Nothing was held back. The male form was made with nothing left to the imagination, and the heat in her cheeks had little to do with the furnace that Silvio used to fire his tools and keep the statue fluid.
It was sensual, creative and simply art at its best. Faces formed and pliable heads were carefully moved, and the kiss that emerged was open-mouthed and so erotic that Lydia found her own tongue running over her lips as she remembered the blistering kisses she and Raul had shared.
It was like tasting Raul all over again and feeling the weight of his mouth on hers.
Lydia fought not to step closer, because she didn’t want to get in the way or distract Silvio, yet every minuscule detail that he drew from the liquid glass deserved attention. She watched the male form place a hand on the female form’s buttock and flushed as if Raul had just touched her there.
Raul was trying not to touch her.
It was such an intimate piece, and personal too, for it felt as if the energy that hummed between them had somehow been tapped.
And then Silvio merged the couple, pulling the feminine thigh around the male loin, arching the neck backwards, and Lydia was aware of the sound of her own pulse whooshing in her ears.
The erotic beauty was more subtle now, the anatomical details conjoined for ever and captured in glass. And then Silvio rolled another layer of molten glass over them, covering the conjoined beauty with a silken glass sheet.
Yet they all knew what lay beneath.
‘Now my signature…’ Silvio said, and Lydia felt as if she had been snapped from a trance.
He seared his name into the base, and smoothed it till it was embedded, and then it was for Raul and Lydia to admire the finished piece.
‘I’ve never seen anything like it,’ Lydia admitted as she examined the statue.
How could glass be sexy? Yet this was a kiss, in solid form, and the intimate anatomical work that had seemed wasted when the forms had been merged was now revealed—she could see the density at the base of the woman’s spine that spoke of the man deep within her.
‘It’s an amazing piece,’ Raul said, and Lydia couldn’t believe that his voice sounded normal when she felt as if she had only just returned from being spirited away.
‘There are more…’ Silvio said, and he took them through to another area and showed them several other pieces.
As stunning as they all were, for Lydia they didn’t quite live up to the lovers’ statue. Perhaps it was because she had witnessed it being made, Lydia mused as they stepped back out into the street.
It was disorientating.
Lydia went to head left, but Raul took her hand and they went right and he led her back to the speedboat.
The driver had gone, on Raul’s instruction, and it was he who drove them to San Marco.

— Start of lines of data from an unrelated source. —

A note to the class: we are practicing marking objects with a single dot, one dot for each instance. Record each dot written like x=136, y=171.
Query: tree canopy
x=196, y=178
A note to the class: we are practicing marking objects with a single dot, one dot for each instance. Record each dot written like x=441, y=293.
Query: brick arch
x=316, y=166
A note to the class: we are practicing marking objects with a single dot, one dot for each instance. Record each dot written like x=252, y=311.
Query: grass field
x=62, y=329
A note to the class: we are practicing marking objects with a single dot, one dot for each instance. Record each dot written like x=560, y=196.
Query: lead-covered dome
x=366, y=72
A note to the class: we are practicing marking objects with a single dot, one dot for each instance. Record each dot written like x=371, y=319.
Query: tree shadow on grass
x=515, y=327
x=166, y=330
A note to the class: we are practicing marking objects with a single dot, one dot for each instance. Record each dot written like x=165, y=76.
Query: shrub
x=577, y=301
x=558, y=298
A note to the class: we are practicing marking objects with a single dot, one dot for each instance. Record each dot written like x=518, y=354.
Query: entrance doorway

Raul took great pride in showing her around this most seductive of cities.
They wandered through ghostly back streets and over bridges.

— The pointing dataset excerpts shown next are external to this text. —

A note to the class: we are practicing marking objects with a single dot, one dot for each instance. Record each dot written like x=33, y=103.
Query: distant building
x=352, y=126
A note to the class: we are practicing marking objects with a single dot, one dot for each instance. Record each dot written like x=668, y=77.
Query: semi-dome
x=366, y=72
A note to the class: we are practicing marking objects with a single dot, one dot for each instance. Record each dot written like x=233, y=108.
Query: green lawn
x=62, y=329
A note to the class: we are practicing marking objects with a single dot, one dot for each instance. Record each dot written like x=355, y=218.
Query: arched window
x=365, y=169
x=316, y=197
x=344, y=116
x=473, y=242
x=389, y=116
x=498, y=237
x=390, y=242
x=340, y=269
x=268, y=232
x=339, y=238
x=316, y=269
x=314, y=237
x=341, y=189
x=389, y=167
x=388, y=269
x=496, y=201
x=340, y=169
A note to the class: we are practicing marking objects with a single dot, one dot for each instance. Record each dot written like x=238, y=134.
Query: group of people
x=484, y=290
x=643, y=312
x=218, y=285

‘It’s so wonderful to be here,’ Lydia said. ‘It was all so rushed last time, and it felt as if we were just ticking things off a list.’

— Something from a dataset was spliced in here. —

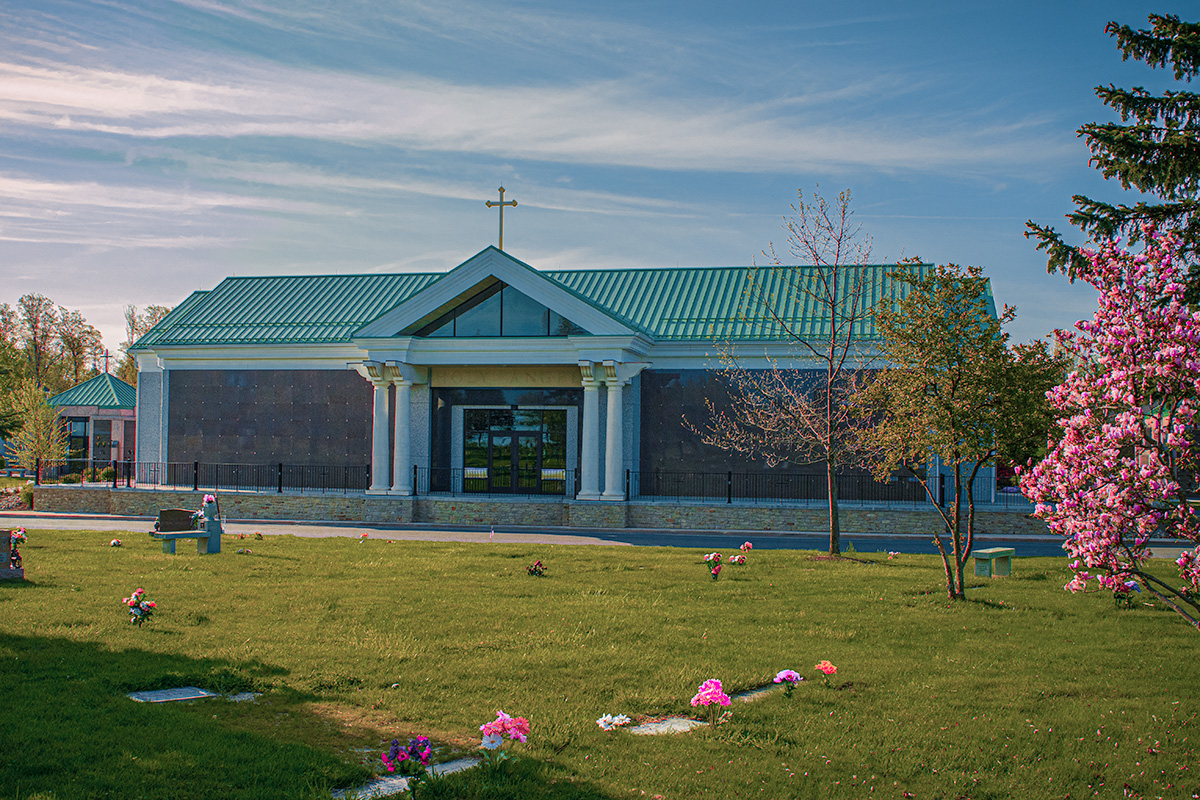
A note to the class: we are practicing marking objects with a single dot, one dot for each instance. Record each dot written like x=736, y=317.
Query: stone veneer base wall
x=492, y=511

‘And the obligatory gondola ride?’ Raul said, but her response surprised him.
‘No.’ Lydia shook her head. ‘Some of the girls did, but…’ She stopped.
‘But?’
‘Sitting on the bus with the teacher was bad enough. I think a gondola ride with her would have been worse somehow.’
She tried to keep it light, as Raul had managed to when they had been talking about her lonely school trip in Rome. She didn’t quite manage it, though.
Raul, who had been starting to think about their dinner reservation, steered her towards the canal.
‘Come on,’ he said. ‘You cannot do Venice without a gondola ride.’